My graph contains an undirected topological network data and my goal is to build a query that finds all sub networks that apply to specific networking rules, create vertex for each subnetwork and connect those who have path between them. The intention is to minimize the big graph by replacing each subnetwork-subgraph in one vertex. To find all subnetworks I took 'connected components' query from gremlin recopies And added my networking rules to the stopping conditions. But right now I'm having hard time connecting this sub network to each other.
I'm providing here sample graph script (using different networking domain) that contains PC, Routers and other equipment nodes.

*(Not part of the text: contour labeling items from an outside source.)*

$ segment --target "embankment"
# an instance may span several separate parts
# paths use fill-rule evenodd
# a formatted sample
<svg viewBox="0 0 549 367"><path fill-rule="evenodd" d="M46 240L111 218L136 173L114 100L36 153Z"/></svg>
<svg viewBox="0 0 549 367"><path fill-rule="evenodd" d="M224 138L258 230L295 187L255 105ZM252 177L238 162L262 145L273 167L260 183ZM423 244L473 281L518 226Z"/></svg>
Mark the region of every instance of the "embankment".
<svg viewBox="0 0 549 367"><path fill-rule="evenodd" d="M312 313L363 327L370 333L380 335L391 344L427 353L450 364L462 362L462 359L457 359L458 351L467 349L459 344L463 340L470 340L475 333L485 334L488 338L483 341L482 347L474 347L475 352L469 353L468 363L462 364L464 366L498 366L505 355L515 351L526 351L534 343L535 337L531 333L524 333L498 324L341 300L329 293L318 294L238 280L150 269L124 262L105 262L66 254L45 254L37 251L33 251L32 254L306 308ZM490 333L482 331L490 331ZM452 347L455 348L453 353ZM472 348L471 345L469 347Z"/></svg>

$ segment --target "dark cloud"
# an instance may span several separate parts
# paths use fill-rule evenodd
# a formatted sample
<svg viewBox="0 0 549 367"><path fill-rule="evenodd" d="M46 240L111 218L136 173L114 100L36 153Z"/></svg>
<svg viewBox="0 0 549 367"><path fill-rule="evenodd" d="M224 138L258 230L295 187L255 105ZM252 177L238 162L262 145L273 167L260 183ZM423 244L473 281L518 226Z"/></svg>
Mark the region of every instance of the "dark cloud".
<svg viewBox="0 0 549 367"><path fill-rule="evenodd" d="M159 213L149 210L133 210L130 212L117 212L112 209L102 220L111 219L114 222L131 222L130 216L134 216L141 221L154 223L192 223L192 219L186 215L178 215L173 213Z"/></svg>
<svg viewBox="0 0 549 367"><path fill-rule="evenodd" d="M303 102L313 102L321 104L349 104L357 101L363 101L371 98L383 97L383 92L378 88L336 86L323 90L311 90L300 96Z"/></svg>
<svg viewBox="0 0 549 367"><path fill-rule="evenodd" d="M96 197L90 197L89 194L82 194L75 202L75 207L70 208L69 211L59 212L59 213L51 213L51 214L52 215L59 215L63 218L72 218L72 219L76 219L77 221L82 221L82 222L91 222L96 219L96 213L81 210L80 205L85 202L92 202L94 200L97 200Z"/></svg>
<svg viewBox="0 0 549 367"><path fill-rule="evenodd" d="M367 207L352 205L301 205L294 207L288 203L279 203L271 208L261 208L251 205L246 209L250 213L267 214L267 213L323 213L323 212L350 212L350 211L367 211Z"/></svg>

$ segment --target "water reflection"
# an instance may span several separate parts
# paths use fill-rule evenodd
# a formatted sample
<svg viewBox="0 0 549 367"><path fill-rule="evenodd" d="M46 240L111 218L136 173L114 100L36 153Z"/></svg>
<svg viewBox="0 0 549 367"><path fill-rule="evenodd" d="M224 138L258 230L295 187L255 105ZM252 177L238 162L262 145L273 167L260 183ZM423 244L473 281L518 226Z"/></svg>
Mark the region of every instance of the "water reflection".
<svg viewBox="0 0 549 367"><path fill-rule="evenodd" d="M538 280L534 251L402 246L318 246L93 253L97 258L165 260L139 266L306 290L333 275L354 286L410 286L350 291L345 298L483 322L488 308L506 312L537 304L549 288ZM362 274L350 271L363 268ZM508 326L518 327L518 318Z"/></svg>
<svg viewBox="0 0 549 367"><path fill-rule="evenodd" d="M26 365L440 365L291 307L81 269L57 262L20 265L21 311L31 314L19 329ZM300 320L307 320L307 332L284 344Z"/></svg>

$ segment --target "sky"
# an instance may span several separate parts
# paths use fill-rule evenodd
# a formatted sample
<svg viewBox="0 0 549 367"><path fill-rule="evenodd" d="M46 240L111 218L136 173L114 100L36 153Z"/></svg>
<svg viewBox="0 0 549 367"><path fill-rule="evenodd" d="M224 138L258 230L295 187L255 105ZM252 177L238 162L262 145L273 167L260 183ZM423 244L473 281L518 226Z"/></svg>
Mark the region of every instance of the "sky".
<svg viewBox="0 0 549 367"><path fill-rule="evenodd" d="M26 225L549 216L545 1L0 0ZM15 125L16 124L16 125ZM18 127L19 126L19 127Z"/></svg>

Query should find all LANs by grouping connected PCs, and for each LAN return other LAN ids that have path to it.
Direction has no meaning in this graph, and path between subgraphs may contain many types of nodes (routers, equipment etc.).
My GraphDB is OrientDB.
Result should look like this:
==>LAN 1: {pcs: [1, 2, 3], connected LANs: [LAN 2, LAN 3]}
==>LAN 2: {pcs: [4, 5, 6], connected LANs: [LAN 1]}
==>LAN 3: {pcs: [8, 7], connected LANs: [LAN 1]}
This is query's first part (finding all sub networks):
g.V().hasLabel('PC').emit(cyclicPath().or().not(both())).
repeat(__.where(without('a')).store('a').both()).until(or(cyclicPath(), hasLabel('Router'))).
group().by(path().unfold().limit(1)).
by(path().local(unfold().filter(hasLabel('PC')).values('id')).unfold().dedup().fold()).unfold()
My questions are:
- I can identify connectivity between sub networks by traversing some arbitrary node from every sub network till I reach node that exist on other sub network. How do I write it in gremlin?
- How can I create new graph out of this query results?
- What is the performance of this type of query in a big graph, say 30M nodes?
Create graph script:
g = TinkerGraph.open().traversal()
g.addV("PC").property("id","1").as("pc1").
addV("PC").property("id","2").as("pc2").
addV("PC").property("id","3").as("pc3").
addV("PC").property("id","4").as("pc4").
addV("PC").property("id","5").as("pc5").
addV("PC").property("id","6").as("pc6").
addV("PC").property("id","7").as("pc7").
addV("PC").property("id","8").as("pc8").
addV("Router").property("id","9").as("router1").
addV("Router").property("id","10").as("router2").
addV("Equipment").property("id","11").as("eq1").
addV("Equipment").property("id","12").as("eq2").
addV("Equipment").property("id","13").as("eq3").
addV("Equipment").property("id","14").as("eq4").
addE("Line").from("pc1").to("pc2").
addE("Line").from("pc1").to("eq3").
addE("Line").from("pc2").to("pc3").
addE("Line").from("pc3").to("eq1").
addE("Line").from("pc3").to("eq3").
addE("Line").from("pc4").to("pc5").
addE("Line").from("pc4").to("pc6").
addE("Line").from("pc5").to("pc6").
addE("Line").from("pc7").to("pc8")
addE("Line").from("router1").to("pc7").
addE("Line").from("router1").to("pc8").
addE("Line").from("router1").to("eq2").
addE("Line").from("router2").to("eq4").
addE("Line").from("eq1").to("router1").
addE("Line").from("eq3").to("router2").
addE("Line").from("eq4").to("pc4").
iterate()